Apple unveiled its latest advancement in natural language processing technology, the Large Language Model (LLM) known as Reference Resolution As Language Modeling (REALM). According to Apple, REALM has shown remarkable performance, surpassing that of OpenAI’s GPT-4. Apple emphasized that while LLMs demonstrate significant power across various tasks, their potential in reference resolution, especially concerning non-conversational entities, has not been fully harnessed.
Tech giant Apple has finally hinted at some of its artificial intelligence plans with a research paper last week. Apple discussed its large language model (LLM) Reference Resolution As Language Modeling (ReALM) and how it can “substantially outperform” OpenAI’s GPT-4.
Although Large Language Models (LLMs) boast significant capabilities across a range of tasks, their application in reference resolution, especially concerning non-conversational entities, remains relatively untapped. Unlike humans who can effortlessly grasp such nuances, AI chatbots often struggle to discern the context of non-conversational entities and consequently comprehend them effectively.
“This paper demonstrates how LLMs can be used to create an extremely effective system to resolve references of various types, by showing how reference resolution can be converted into a language modeling problem, despite involving forms of entities like those on screen that are not traditionally conducive to being reduced to a text-only modality,” Apple said in the paper.

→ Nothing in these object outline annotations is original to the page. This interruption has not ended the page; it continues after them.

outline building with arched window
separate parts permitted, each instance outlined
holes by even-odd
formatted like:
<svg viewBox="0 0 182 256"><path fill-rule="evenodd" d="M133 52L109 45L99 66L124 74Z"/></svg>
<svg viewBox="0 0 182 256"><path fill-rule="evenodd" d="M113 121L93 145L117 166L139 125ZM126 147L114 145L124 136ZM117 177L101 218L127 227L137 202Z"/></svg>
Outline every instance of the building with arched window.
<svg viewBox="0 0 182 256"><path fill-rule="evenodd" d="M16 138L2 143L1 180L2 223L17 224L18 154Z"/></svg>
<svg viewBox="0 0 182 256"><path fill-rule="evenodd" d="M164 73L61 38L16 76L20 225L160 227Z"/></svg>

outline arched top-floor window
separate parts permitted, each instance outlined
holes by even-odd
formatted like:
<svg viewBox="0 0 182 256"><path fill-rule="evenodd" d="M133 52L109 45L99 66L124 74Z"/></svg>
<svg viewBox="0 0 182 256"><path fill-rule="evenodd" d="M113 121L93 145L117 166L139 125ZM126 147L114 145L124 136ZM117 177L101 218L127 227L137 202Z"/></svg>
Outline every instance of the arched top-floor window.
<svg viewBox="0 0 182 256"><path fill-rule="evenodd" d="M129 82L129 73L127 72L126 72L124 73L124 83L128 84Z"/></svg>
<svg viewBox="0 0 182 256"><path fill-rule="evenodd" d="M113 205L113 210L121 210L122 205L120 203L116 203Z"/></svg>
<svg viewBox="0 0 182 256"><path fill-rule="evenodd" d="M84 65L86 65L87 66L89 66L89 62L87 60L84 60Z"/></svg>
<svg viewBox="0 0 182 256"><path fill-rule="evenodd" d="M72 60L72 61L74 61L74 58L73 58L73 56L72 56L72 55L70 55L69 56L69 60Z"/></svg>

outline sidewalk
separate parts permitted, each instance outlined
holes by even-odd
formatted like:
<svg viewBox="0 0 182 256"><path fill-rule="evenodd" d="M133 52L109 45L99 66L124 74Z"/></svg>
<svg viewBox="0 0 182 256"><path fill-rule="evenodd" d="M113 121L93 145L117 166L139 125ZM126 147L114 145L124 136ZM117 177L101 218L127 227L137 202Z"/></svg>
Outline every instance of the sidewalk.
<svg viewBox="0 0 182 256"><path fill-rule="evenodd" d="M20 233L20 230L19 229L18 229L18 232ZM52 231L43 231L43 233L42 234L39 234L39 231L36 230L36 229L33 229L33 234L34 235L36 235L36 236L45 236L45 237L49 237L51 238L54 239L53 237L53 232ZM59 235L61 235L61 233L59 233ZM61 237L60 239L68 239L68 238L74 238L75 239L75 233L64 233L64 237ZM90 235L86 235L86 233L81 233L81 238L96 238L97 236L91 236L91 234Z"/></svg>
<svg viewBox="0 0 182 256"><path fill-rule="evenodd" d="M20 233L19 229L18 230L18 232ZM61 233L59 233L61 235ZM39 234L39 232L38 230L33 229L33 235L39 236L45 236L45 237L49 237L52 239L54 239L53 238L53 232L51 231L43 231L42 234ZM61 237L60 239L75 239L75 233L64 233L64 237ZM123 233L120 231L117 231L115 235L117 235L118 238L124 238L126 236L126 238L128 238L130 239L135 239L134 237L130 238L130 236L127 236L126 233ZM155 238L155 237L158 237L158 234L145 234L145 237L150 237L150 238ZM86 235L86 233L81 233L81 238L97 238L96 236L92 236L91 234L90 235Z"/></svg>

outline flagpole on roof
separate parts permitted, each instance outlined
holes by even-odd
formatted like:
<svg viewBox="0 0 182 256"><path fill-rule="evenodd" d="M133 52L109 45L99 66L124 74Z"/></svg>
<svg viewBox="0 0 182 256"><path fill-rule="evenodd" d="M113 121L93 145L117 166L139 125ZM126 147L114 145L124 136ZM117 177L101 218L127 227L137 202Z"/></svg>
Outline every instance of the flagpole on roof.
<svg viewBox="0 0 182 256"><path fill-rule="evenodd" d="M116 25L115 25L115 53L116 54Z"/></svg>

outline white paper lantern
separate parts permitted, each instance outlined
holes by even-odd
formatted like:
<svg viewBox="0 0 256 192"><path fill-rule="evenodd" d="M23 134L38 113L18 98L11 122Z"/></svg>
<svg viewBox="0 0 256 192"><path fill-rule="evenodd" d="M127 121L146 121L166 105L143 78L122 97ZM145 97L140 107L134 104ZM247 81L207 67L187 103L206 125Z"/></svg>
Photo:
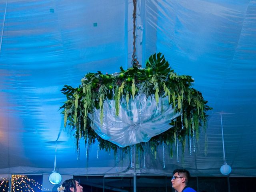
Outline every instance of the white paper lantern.
<svg viewBox="0 0 256 192"><path fill-rule="evenodd" d="M62 178L61 175L59 173L55 171L53 171L52 173L49 176L49 180L52 184L56 185L61 182Z"/></svg>
<svg viewBox="0 0 256 192"><path fill-rule="evenodd" d="M220 172L224 175L229 175L232 170L231 167L227 163L224 164L221 167L220 167Z"/></svg>

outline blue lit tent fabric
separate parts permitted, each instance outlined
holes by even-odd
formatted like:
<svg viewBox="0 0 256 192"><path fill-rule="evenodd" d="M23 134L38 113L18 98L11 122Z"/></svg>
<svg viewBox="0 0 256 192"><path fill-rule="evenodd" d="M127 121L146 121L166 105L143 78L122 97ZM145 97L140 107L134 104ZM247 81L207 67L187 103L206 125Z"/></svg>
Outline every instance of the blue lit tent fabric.
<svg viewBox="0 0 256 192"><path fill-rule="evenodd" d="M0 174L125 174L129 155L77 155L72 133L63 130L59 108L64 84L78 86L88 72L131 66L132 1L0 1ZM179 162L166 146L156 158L147 153L138 171L170 175L178 167L192 176L220 176L226 161L231 176L256 176L256 1L138 0L136 47L142 66L161 52L180 74L191 76L213 110L196 152ZM142 30L141 29L143 28ZM175 147L174 147L175 148ZM121 155L120 154L120 155ZM164 168L163 164L164 163Z"/></svg>

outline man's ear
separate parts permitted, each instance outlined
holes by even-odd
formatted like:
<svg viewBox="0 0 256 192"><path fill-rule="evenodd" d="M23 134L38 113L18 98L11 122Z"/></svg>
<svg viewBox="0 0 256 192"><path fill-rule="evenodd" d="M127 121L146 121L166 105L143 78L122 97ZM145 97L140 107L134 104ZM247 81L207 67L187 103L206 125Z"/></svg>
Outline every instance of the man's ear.
<svg viewBox="0 0 256 192"><path fill-rule="evenodd" d="M181 178L181 181L182 183L185 183L186 182L186 178L185 178L184 177Z"/></svg>

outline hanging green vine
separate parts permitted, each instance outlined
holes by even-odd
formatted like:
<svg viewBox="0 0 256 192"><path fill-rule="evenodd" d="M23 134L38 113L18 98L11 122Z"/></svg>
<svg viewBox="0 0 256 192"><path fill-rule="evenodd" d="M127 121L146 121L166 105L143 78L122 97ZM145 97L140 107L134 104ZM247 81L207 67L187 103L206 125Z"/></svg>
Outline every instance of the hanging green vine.
<svg viewBox="0 0 256 192"><path fill-rule="evenodd" d="M92 114L95 109L100 109L102 124L104 101L115 101L116 115L118 116L119 103L125 101L128 106L130 100L140 94L147 98L154 97L158 106L159 98L168 96L169 105L175 111L183 114L183 118L180 116L170 121L169 124L174 126L172 128L148 142L155 156L157 147L163 142L172 145L176 143L177 139L182 144L184 152L186 137L194 136L194 134L196 139L199 139L200 127L206 128L206 113L211 108L206 105L207 102L201 93L191 87L194 80L190 76L175 73L160 53L150 56L145 68L135 66L126 70L122 67L120 68L119 73L112 74L103 74L100 71L89 73L78 87L65 85L61 90L67 99L60 107L64 116L64 126L70 130L76 130L74 136L78 141L77 147L80 137L82 136L86 143L89 144L97 140L100 149L107 151L122 149L128 152L129 146L121 148L98 136L90 126L94 120L89 118L88 114ZM144 143L136 145L137 148L143 150ZM172 156L172 147L170 156Z"/></svg>

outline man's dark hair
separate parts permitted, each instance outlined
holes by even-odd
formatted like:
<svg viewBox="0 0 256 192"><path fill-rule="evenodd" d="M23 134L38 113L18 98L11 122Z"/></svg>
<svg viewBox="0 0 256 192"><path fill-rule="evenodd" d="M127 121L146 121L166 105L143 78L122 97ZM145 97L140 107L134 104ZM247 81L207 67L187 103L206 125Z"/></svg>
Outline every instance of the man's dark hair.
<svg viewBox="0 0 256 192"><path fill-rule="evenodd" d="M178 174L179 176L181 177L184 177L186 178L185 182L186 184L188 183L188 182L190 179L190 174L188 170L182 169L176 169L173 171L172 174L174 175L176 173L178 173Z"/></svg>

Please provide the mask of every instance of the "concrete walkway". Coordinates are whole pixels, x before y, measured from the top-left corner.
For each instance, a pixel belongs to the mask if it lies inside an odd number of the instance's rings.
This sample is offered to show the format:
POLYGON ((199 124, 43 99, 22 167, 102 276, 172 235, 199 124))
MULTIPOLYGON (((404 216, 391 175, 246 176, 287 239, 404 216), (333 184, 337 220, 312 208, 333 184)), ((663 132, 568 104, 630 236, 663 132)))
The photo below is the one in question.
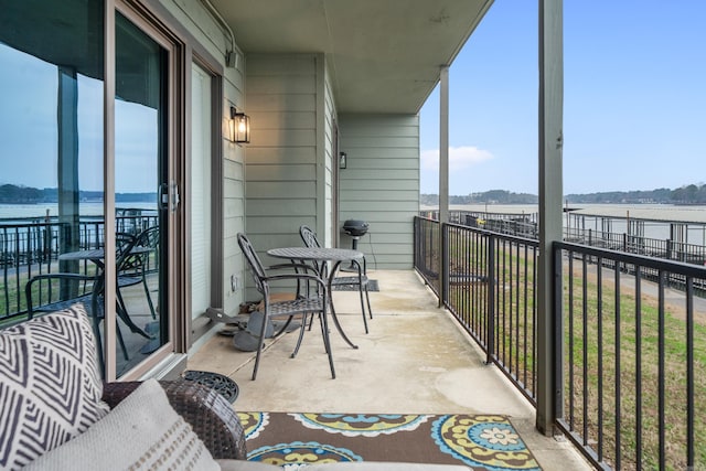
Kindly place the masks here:
POLYGON ((336 312, 351 349, 331 322, 336 378, 318 324, 307 331, 296 358, 296 333, 280 336, 263 354, 256 381, 253 353, 215 335, 194 354, 190 370, 235 379, 243 411, 499 414, 507 416, 544 470, 591 469, 563 437, 535 431, 534 409, 459 328, 437 307, 434 293, 409 271, 370 271, 379 292, 371 293, 374 319, 365 334, 357 292, 335 291, 336 312))

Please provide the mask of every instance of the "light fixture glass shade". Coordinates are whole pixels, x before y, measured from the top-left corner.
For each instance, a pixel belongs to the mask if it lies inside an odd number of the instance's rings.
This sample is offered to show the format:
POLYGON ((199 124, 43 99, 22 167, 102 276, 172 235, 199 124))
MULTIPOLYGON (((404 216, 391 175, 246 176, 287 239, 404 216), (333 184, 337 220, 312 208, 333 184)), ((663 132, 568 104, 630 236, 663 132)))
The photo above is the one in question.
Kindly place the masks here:
POLYGON ((245 113, 237 113, 234 106, 231 107, 231 122, 228 122, 228 139, 231 142, 250 142, 250 117, 245 113))

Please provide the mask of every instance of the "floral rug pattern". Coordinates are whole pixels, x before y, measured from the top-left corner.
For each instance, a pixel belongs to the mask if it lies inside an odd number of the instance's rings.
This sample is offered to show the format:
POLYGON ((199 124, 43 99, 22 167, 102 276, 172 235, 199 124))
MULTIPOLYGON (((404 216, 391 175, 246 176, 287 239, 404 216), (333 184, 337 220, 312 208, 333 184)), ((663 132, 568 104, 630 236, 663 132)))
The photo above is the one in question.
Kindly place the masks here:
POLYGON ((239 413, 248 460, 298 470, 334 461, 541 470, 504 416, 239 413))

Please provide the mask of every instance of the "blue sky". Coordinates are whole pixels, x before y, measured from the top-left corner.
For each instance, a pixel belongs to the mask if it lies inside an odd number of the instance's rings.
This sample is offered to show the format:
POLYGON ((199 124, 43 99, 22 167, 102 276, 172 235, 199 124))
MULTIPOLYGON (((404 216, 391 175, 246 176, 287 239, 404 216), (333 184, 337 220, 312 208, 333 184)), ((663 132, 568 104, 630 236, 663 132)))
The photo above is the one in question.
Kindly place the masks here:
MULTIPOLYGON (((450 67, 450 194, 537 194, 537 1, 495 0, 450 67)), ((706 1, 564 2, 564 194, 706 182, 706 1)), ((421 193, 438 192, 438 88, 421 193)))

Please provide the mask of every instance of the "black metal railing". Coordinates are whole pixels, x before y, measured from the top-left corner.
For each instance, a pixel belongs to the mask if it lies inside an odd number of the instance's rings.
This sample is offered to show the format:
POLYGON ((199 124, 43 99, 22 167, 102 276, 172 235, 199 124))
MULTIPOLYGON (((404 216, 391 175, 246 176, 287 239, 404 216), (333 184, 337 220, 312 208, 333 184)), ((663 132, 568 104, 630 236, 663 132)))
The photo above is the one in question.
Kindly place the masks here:
MULTIPOLYGON (((706 268, 571 243, 554 251, 557 428, 597 468, 706 468, 706 268)), ((532 239, 415 221, 417 270, 534 405, 536 365, 552 361, 536 350, 537 256, 532 239)))
POLYGON ((563 280, 561 430, 599 465, 703 469, 706 269, 555 245, 563 280))
MULTIPOLYGON (((118 215, 118 232, 137 235, 141 229, 158 224, 156 212, 118 215), (149 213, 149 214, 145 214, 149 213)), ((85 217, 78 222, 75 250, 101 248, 104 222, 97 217, 85 217)), ((66 225, 56 220, 20 221, 0 223, 0 321, 21 318, 26 313, 24 287, 38 275, 61 271, 58 255, 62 251, 62 232, 66 225)), ((72 271, 89 275, 95 269, 83 260, 72 271)), ((57 291, 58 292, 58 291, 57 291)), ((51 299, 47 302, 54 301, 51 299)))

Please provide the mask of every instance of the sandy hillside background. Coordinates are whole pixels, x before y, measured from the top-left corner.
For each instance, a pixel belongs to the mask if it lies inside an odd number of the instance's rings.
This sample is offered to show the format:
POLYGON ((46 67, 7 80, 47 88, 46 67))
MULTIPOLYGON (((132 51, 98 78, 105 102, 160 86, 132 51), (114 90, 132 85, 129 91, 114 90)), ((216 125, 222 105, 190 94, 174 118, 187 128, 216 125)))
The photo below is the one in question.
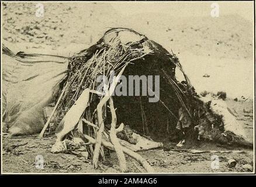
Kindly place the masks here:
POLYGON ((95 43, 109 27, 128 27, 172 50, 198 92, 253 97, 253 3, 4 3, 4 43, 15 51, 70 56, 95 43), (209 78, 203 77, 207 74, 209 78))

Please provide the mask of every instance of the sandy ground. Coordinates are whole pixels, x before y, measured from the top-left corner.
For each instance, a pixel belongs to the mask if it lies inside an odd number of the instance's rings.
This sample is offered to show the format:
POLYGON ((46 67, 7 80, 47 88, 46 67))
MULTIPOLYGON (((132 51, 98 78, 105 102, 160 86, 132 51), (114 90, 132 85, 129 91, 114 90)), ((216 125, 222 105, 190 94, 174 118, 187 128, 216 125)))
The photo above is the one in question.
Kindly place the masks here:
MULTIPOLYGON (((16 52, 22 50, 70 56, 94 44, 107 27, 133 28, 167 50, 172 50, 180 59, 198 93, 205 90, 213 93, 226 91, 229 98, 227 100, 229 107, 236 113, 237 119, 252 140, 254 38, 251 20, 239 14, 221 15, 217 18, 200 14, 193 16, 189 10, 188 16, 178 18, 171 11, 159 13, 141 11, 134 14, 126 14, 123 11, 120 13, 122 10, 119 9, 118 6, 108 3, 43 4, 43 18, 35 16, 37 9, 35 3, 3 5, 2 38, 6 46, 16 52), (210 77, 203 77, 206 74, 210 77), (243 101, 242 96, 248 99, 243 101), (237 98, 238 101, 234 101, 234 98, 237 98)), ((107 161, 101 162, 99 169, 95 170, 89 160, 73 155, 50 153, 54 139, 42 141, 35 137, 15 138, 4 137, 3 171, 119 172, 115 153, 107 157, 107 161), (12 145, 25 143, 27 144, 14 150, 12 148, 12 145), (39 154, 44 157, 43 170, 35 167, 35 157, 39 154)), ((175 143, 166 143, 163 148, 140 154, 159 172, 252 171, 248 165, 252 165, 254 158, 251 149, 223 147, 217 144, 198 141, 193 146, 187 144, 182 148, 241 150, 244 153, 188 154, 174 151, 172 149, 178 150, 175 145, 175 143), (219 157, 219 169, 211 168, 213 155, 219 157), (227 165, 227 160, 231 158, 237 162, 234 168, 227 165)), ((131 158, 127 158, 127 161, 129 172, 144 172, 131 158)))

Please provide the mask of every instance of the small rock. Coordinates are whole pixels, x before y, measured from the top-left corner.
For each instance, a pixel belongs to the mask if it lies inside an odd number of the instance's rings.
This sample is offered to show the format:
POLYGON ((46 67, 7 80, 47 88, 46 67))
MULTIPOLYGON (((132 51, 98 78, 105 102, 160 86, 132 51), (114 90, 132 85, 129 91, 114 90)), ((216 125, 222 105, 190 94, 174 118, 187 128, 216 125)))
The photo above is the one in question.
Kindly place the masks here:
POLYGON ((205 75, 203 75, 203 77, 208 78, 208 77, 210 77, 210 75, 207 74, 205 74, 205 75))
POLYGON ((225 92, 218 92, 217 93, 217 96, 218 96, 218 98, 219 99, 225 99, 226 98, 227 98, 227 93, 226 93, 225 92))
POLYGON ((227 161, 227 163, 229 164, 229 166, 231 168, 234 168, 236 165, 237 165, 237 162, 234 159, 230 159, 227 161))
POLYGON ((250 171, 252 170, 252 167, 248 164, 243 165, 242 167, 244 169, 250 170, 250 171))

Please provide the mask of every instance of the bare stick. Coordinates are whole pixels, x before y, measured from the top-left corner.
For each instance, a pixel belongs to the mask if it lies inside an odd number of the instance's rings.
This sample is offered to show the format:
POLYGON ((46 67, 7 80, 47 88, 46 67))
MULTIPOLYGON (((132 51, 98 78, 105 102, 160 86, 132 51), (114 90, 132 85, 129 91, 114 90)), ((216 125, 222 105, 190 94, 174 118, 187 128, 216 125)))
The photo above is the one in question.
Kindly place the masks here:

According to Apple, the ability for any user to refer to something on a screen using “that” “it” “them” “they” or any such word and having a chatbot understand it, would be crucial in creating a hands-free screen experience.
The Cupertino-based company said it has seen large improvements over an existing system with similar functionality across different types of references, with its smallest model obtaining absolute gains of over 5% for on-screen references.
“We also benchmark against GPT-3.5 and GPT-4, with our smallest model achieving performance comparable to that of GPT-4, and our larger models substantially outperforming it,” it added.
What is ReALM trying to understand?
Apple has delineated three different identities it is trying to comprehend. They are:
On-Screen Entities: These are entities that are currently displayed on a user’s screen
Conversational Entities: These are relevant to the conversation and might come from a previous instance for the user. For instance, when the user says “call mom”, the contact for mom would be the relevant entity in question.
Background Entities: These are relevant entities that come from background processes that might not necessarily be a direct part of what the user sees on their screen or their interaction with the virtual agent; for example, a song that starts playing in the background and ReALM can take note and understand that.
Researchers at Apple said their input consists of the prompt alone while GPT- 3.5 only accepts text.
However, in the case of GPT-4, which can also contextualize images, the researchers provided the system with a screenshot for the task of on-screen reference resolution, which they found to have helped improve the performance substantially.
“Note that our ChatGPT prompt and prompt+image formulation are, to the best of our knowledge, in and of themselves novel. While we believe it might be possible to further improve results, for example, by sampling semantically similar utterances up until we hit the prompt length, this more complex approach deserves further, dedicated exploration, and we leave this to future work,” the paper further noted.
This essentially means that ReALM is better than GPT-4 in certain benchmarks for which it was specifically designed, and a generalization that is better than GPT-4 is premature.
Also, Apple is yet to formally announce its AI plans but has scheduled its annual WWDC conference on June 10, where an unveiling is expected.